Türkiye liselerinde edebiyat eğitimi biz ve öteki ekseninde bir dengesizliği politika olarak benimsemişlerce programatik hale getirildiğinden, kavim merkezli edebiyat kavrayışı bir tek Türk edebiyatını öğreteyim derken, hiç edebiyat öğretemiyor aslında. Tam da bu yüzden liselerin yeni mezunları bırakın Türk şiirini, romanını sevmek, gazete yazısı dahi okuyamaz noktada: Bir şey okumaktan hazzetmeyenlerden oluşan mezunlar toplamı.

Edebiyat eğitiminde bir engel olarak Türkoloji bölümleri

Alternatif bir edebiyat programının önündeki önemli engellerden biri ülkenin Türkoloji bölümlerinin karakteridir elbette. Birkaç istisna üniversite ve isim dışında, herhangi bir yabancı edebiyat insanının ismini duymaya dahi tahammül edemeyecek denli “Türkçü” kişilerden kurulan bu bölümler, Türk edebiyatı dışındaki bir edebiyat hakkında meraklı bir lise öğrencisi kadar olsun bilgiye ve kültüre sahip değildir. Bu bölümlerde yetişen/yetişmeye mahkum edilmiş edebiyat öğretmenlerinin büyük bir kısmı da aldıkları eğitimin sadakatle takipçisi olmaktadırlar.

Dünya edebiyatına ilişkin hiçbir öğretinin olmadığı Türkoloji bölümlerinin, Batı ve Doğu filolojileriyle iş birliği yapmak, edebiyatın bir sanat dalı olduğuna, dolayısıyla da verilecek eğitimin bir sanat eğitimi olması gerektiğine dair fikri zemini düstur kabul etmek gibi bir eğilimi de yoktur elbet. Kökleşmiş muhafazakarlığın nesilden nesile aktarıldığı, milliyetçiliğin örgütlü bir şekilde dozunun artırılmasına katkı sunmak için yaratılmış, durağan yerlerdir buralar adeta. Türk çocuklarını yabancı etkilerden korumak, örf ve adetlerin aktarımında bir ideolojik aygıt olarak görülen edebiyat algısının dolaşımda kalmasına hizmet etmek; hem genel anlamda edebiyatın, hem de lokal düzeyde Türk edebiyatının ölüm fermanına imza anlamına gelmekte oysa.

Edebiyat ne işe yarar?

Ülkenin ırkçı, cinsiyetçi, homofobik eğitim modeli aynı zamanda sınav merkezli olması sebebiyle pragmatiktir de. Sanat eğitimi vermekten ziyade edebiyat memurluğu yapan öğretmen kimliğinin yanına, sınav merkezli, bilgiyi tamamen pragmatik bir şey olarak gören genç zihinler de eklendiğinde okur yetiştirmemek üzere geçiştirilen bir manzara karşımıza çıkmakta. Metodolojisizliğin ve müfredat dışına çıkmakta devlet tarafından cezalandırılma olasılığı kaynaklı korkunun yan yana gelmesiyle de büyüyen “oku(ma)ma” sorunu çığ gibi büyümekte.

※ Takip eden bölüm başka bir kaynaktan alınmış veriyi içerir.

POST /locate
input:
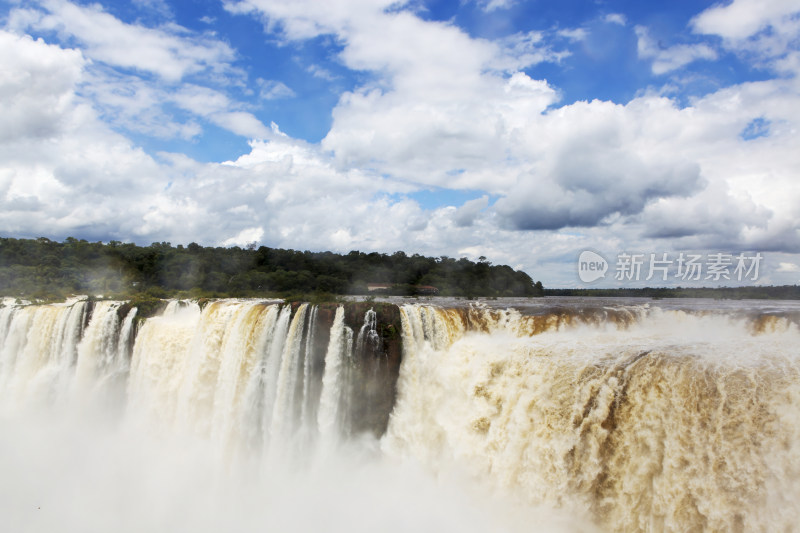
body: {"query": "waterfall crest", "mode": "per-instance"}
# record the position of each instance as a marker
(631, 417)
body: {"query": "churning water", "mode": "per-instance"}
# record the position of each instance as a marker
(253, 415)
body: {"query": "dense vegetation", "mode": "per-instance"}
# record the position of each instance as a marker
(41, 268)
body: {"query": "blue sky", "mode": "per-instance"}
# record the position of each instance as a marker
(524, 131)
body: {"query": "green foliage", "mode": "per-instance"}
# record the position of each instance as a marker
(42, 268)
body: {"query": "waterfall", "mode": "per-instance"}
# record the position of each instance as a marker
(627, 417)
(331, 402)
(663, 420)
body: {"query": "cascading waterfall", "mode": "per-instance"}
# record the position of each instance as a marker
(632, 418)
(339, 347)
(654, 421)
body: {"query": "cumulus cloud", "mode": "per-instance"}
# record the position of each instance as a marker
(161, 51)
(667, 59)
(766, 30)
(273, 90)
(465, 215)
(437, 108)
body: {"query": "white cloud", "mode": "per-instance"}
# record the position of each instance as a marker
(245, 237)
(274, 90)
(167, 52)
(671, 58)
(616, 18)
(766, 30)
(465, 215)
(440, 108)
(741, 19)
(493, 5)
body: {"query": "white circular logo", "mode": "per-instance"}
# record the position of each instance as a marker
(591, 266)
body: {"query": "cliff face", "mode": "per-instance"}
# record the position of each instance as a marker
(373, 366)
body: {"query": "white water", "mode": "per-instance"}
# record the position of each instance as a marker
(632, 419)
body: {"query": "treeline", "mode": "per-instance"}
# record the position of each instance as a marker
(784, 292)
(42, 268)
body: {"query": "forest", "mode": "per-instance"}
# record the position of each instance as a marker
(46, 269)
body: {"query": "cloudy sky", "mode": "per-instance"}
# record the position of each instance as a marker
(523, 131)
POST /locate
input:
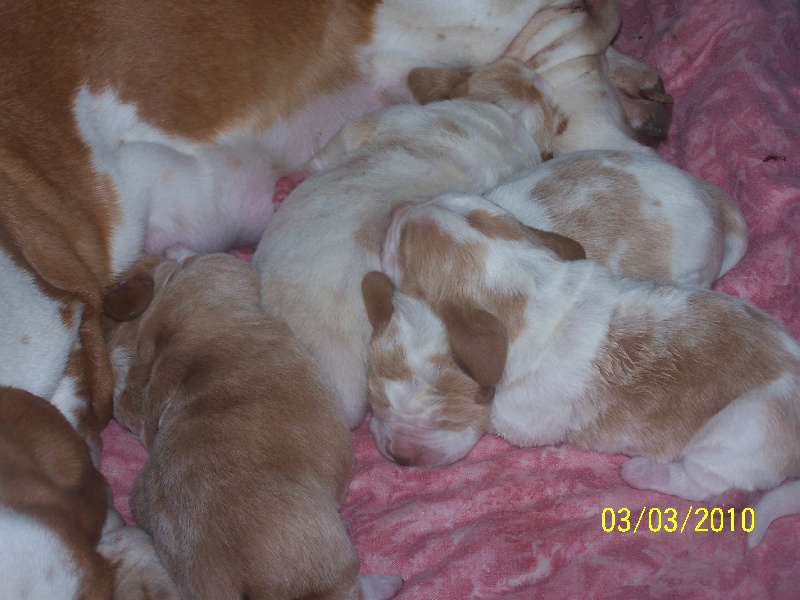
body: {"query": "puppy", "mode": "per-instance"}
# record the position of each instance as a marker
(633, 212)
(52, 505)
(493, 332)
(249, 453)
(327, 234)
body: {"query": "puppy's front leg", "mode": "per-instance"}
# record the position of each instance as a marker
(139, 574)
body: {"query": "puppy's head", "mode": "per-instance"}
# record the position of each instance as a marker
(455, 245)
(431, 379)
(507, 83)
(441, 338)
(154, 300)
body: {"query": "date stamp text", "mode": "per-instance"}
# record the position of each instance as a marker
(670, 520)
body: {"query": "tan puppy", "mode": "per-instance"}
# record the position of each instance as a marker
(52, 505)
(569, 47)
(327, 234)
(493, 332)
(249, 453)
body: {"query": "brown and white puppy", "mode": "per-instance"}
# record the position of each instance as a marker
(633, 212)
(164, 125)
(249, 453)
(59, 537)
(52, 506)
(569, 47)
(493, 332)
(327, 234)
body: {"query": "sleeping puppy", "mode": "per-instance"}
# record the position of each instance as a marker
(249, 453)
(634, 212)
(327, 234)
(569, 47)
(52, 505)
(491, 332)
(56, 516)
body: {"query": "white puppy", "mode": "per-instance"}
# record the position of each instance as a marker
(700, 387)
(327, 235)
(633, 212)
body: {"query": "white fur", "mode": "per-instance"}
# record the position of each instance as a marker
(33, 561)
(37, 340)
(547, 391)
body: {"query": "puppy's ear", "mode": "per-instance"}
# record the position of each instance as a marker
(430, 84)
(479, 342)
(377, 290)
(129, 297)
(565, 248)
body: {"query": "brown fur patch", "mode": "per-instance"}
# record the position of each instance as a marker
(214, 65)
(660, 381)
(463, 399)
(613, 188)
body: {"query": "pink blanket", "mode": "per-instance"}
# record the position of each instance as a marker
(510, 523)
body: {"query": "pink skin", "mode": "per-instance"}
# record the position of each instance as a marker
(287, 183)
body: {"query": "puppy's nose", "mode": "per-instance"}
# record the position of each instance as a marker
(403, 461)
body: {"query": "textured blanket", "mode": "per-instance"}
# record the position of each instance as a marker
(560, 523)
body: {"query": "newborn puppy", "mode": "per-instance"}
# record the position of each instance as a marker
(634, 212)
(493, 332)
(52, 505)
(327, 234)
(249, 453)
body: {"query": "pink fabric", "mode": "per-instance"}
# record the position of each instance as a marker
(522, 524)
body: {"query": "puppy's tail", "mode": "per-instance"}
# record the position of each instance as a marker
(378, 587)
(780, 502)
(733, 226)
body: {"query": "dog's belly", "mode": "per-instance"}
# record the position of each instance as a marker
(38, 334)
(202, 195)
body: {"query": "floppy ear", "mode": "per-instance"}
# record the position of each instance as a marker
(479, 342)
(431, 84)
(129, 297)
(565, 248)
(377, 290)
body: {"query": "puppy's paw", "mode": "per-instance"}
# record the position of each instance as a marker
(379, 587)
(287, 183)
(139, 572)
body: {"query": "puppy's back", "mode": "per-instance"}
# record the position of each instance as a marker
(250, 454)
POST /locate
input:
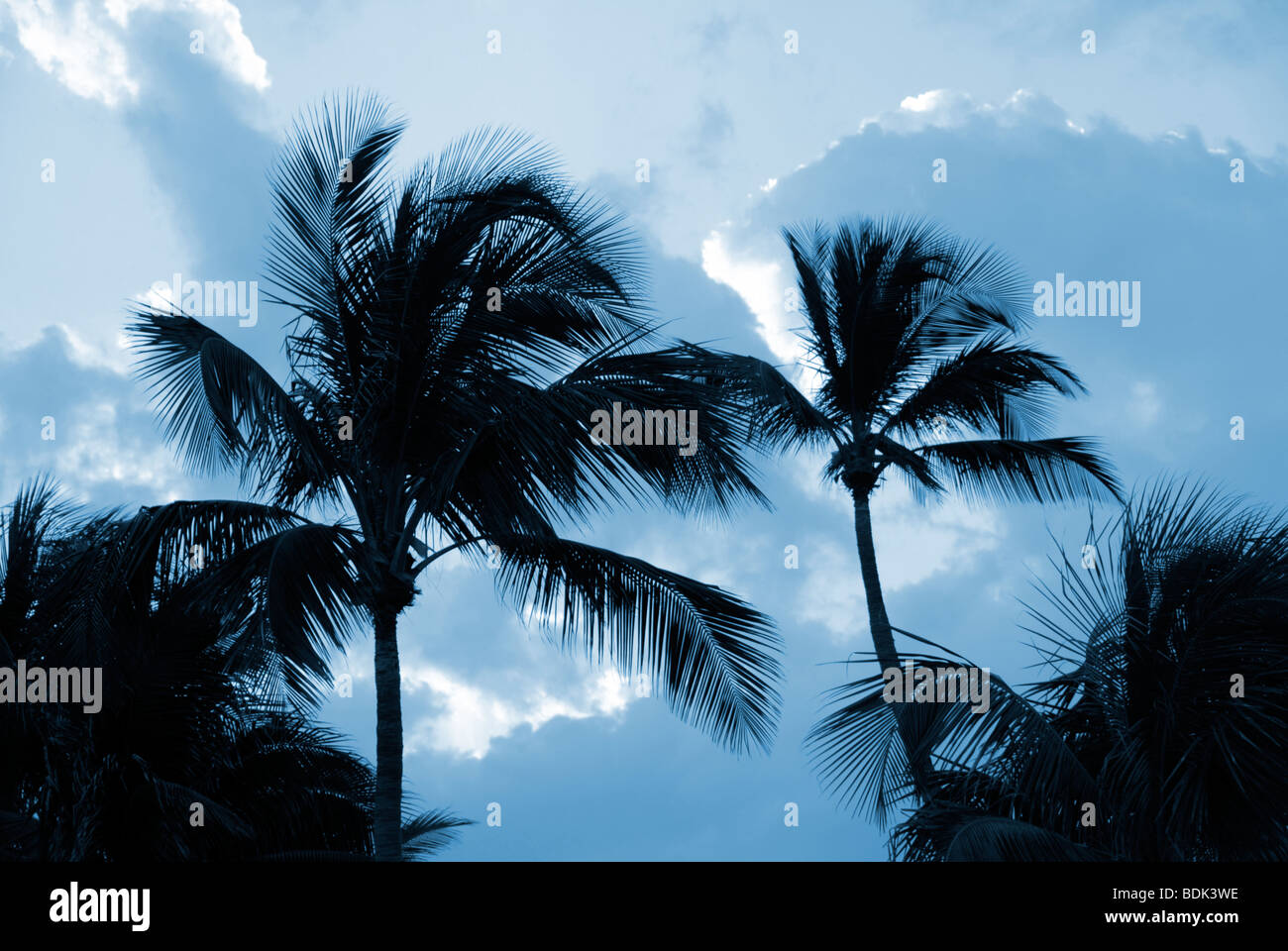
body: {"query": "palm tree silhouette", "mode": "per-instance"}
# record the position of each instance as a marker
(455, 331)
(917, 341)
(179, 724)
(1158, 735)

Başka dünyaları açmak, başka kültürlere merak duygusu uyandırmak, estetik haz yaratmanın, eleştirel ve demokratik düşünce dünyasına yelken açmanın verilerini taşıyabilecek bir zeminden uzak, “Ben fen öğrencisiyim, edebiyat ne işime yarar?” sorusunda somutlaşmış bir düşünce dünyasının algısında sıkışıp kalmış bir “ders”: edebiyat. Ezberleyerek biriktirilen bilginin somutlaşmış hali: Kimin eseri, kaç yılında yazıldı? Sanat/sepet belki de…

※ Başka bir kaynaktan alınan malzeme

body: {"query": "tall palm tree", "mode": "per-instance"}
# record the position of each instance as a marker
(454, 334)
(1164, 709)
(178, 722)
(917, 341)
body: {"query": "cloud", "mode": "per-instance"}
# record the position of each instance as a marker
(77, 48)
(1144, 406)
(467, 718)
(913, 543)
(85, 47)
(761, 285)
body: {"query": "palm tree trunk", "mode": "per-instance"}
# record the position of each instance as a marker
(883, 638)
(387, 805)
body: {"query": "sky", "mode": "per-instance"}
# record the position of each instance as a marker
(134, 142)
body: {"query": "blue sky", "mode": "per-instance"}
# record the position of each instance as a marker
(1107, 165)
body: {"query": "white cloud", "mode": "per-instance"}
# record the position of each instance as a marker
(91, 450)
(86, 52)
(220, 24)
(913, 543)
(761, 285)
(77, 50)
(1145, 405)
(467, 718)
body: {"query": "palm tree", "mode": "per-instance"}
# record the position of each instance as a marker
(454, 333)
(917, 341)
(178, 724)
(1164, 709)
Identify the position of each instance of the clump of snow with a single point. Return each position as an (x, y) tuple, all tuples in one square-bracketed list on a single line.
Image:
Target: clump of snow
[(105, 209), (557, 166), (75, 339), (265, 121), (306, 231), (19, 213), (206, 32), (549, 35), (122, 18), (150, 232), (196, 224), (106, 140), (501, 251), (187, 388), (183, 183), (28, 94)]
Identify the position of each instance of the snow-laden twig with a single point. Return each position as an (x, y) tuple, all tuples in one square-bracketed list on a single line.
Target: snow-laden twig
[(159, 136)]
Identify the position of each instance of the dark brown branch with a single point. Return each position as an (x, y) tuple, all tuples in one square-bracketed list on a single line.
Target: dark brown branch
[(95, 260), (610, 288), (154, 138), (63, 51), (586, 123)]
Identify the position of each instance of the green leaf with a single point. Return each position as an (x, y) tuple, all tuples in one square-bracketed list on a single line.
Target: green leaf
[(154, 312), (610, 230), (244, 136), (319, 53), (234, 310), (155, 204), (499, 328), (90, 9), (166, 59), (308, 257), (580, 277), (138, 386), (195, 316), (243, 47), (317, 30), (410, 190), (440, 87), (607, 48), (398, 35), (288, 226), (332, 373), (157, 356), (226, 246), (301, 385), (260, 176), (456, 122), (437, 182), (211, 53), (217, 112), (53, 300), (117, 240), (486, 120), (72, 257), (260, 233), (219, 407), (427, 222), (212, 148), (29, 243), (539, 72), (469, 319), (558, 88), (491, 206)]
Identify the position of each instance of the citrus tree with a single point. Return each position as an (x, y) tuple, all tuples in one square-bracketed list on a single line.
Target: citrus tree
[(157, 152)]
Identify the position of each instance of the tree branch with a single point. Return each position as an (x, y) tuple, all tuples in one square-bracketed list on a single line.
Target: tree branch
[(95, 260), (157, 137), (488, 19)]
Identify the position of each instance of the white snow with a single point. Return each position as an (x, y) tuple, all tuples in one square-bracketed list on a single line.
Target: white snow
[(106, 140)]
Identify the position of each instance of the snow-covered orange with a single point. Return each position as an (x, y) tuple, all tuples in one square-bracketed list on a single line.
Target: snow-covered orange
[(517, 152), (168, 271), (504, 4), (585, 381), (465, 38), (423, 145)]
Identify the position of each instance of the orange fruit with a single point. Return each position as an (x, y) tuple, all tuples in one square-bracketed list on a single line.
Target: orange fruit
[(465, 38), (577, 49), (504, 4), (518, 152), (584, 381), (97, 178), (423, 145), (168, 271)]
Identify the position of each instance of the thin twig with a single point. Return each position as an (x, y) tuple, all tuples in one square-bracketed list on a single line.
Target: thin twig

Okumak ciddi bir disiplindir, bir yaşama biçimi olduğu kadar yaşamı kendi içinde yaşanır duruma getirme çabasıdır. Ülkenin ilk fail-i meçhullerinden olan Sabahattin Ali’nin ismini dahi duymamış bir “yoldaş”, fazla disipline gelemeyecektir ilerleyen yıllarda.